The third woman approached, studying Princess Serenity. Her hair was such a light blue, it could have been white and she wore it two braids: one wrapped around her forehead, and the other trailing down her back like a rope. Beruche's blue eyes scrutinized her. "Who's this . . .?"
"I know!" The sleepy sister offered, now interested. She came out of her room to join the inspection, dark locks curling after her. She had mounds of hair, even with some of it piled up into two yam-shaped buns on the top of her head. "She's the moon princess whom Prince Demando fell in love with."
"Baka." Petz looked superior. "Demando doesn't like women."
"Oh? And how do you know?"
"Well, obviously, he's never had any mistresses and Esmeraude drives herself futilely trying to get him to notice her."
"So you're saying he likes men?"
"No!" Petz scrunched up her face. "I'm saying he doesn't have a personal preference of any kind . . . where's Calaveras?"
"She's not talking to you, remember?" reminded Beruche.
"Yeah, you two got in a fight again."
"Uh!" Petz rolled her eyes. "Whatever, it doesn't matter. Here, Beruche, get her dressed."

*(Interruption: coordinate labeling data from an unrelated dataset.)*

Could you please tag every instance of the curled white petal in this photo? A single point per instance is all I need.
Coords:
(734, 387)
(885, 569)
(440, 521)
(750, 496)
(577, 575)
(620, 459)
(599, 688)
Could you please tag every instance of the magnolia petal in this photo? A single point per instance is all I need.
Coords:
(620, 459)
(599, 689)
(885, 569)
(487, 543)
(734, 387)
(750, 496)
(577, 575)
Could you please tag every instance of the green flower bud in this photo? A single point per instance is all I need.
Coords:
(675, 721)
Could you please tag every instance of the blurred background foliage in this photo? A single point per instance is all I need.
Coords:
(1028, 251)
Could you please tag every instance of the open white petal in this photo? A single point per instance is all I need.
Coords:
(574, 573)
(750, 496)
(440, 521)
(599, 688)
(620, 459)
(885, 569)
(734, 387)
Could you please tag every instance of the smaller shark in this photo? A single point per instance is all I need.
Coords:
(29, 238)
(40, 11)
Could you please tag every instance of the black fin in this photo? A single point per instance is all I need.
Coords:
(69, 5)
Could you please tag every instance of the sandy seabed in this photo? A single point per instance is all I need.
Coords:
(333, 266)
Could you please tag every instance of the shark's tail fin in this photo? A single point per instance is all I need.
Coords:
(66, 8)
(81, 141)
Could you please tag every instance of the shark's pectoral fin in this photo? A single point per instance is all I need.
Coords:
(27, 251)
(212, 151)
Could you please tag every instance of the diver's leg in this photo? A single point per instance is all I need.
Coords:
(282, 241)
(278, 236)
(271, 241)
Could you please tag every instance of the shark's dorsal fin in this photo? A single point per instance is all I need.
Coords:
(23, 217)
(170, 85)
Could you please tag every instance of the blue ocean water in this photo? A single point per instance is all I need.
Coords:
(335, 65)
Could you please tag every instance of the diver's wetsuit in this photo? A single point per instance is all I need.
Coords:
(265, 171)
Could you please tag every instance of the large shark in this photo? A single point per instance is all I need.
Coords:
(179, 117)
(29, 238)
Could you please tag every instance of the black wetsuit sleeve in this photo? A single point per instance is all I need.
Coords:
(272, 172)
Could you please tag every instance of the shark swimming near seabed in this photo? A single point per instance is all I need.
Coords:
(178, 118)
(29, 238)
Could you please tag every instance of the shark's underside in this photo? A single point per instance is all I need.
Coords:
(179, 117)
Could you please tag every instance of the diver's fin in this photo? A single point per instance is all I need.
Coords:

If Serenity had been herself, she might have been insulted being passed like an object from person to person. At any rate, that was not the case.
Beruche was gentler than Petz. She took Serenity into her room, which was almost exactly like Petz's. She knelt at the base of her bed, and opened a heavy black trunk. Rummaging through its contents, she pulled out various articles of clothing.
"Here!" she held up some crimson material triumphantly. "This one's old, but you'd be in denial if you thought I'd lend you some of my better things."
Her talk was rhetorical, so it made no difference that Serenity failed to respond.
With skilled fingers, Beruche undressed the pale wraith of a princess and slid the dress over her frame, then stood back to survey the results. "A little loose in the chest area, but it'll have to do."
The two other sisters came in to view their ward. An uncharacteristic, uncanny silence passed between them all when they witnessed the young woman in the blood red gown. She looked out of place in their house, on their planet, in their lives, and the fierce, scarlet ensemble only added to her sickly countenance.
* * *
She had descended into the underworld, and she now dwelt with the dead.
Serenity's first stage was one of shock. She was a living specter moving only by instinct or by others' initiative. This shock lasted for a few days.
The Ayakashi sisters took care of her, in their rough affectionate way. Calaveras's curiosity had eventually driven her into her sisters' presence so that she too could see Demando's captive. The youngest, second only to Petz, her brown hair kept out of her face in a fierce, neat bun. She had a temper to rival Petz's. It was no wonder they didn't get along.
When Serenity came out of shock, the second stage she entered into was anger. She scorned anyone and everyone and refused to eat. Her silent, fuming anger could be sensed a mile away. Even the tough sisters steered clear of her, though Serenity never spoke to nor touched them.
During the day, Serenity moped, and at night, she sobbed; though it was hard to tell the passage of days from within her dark, windowless prison.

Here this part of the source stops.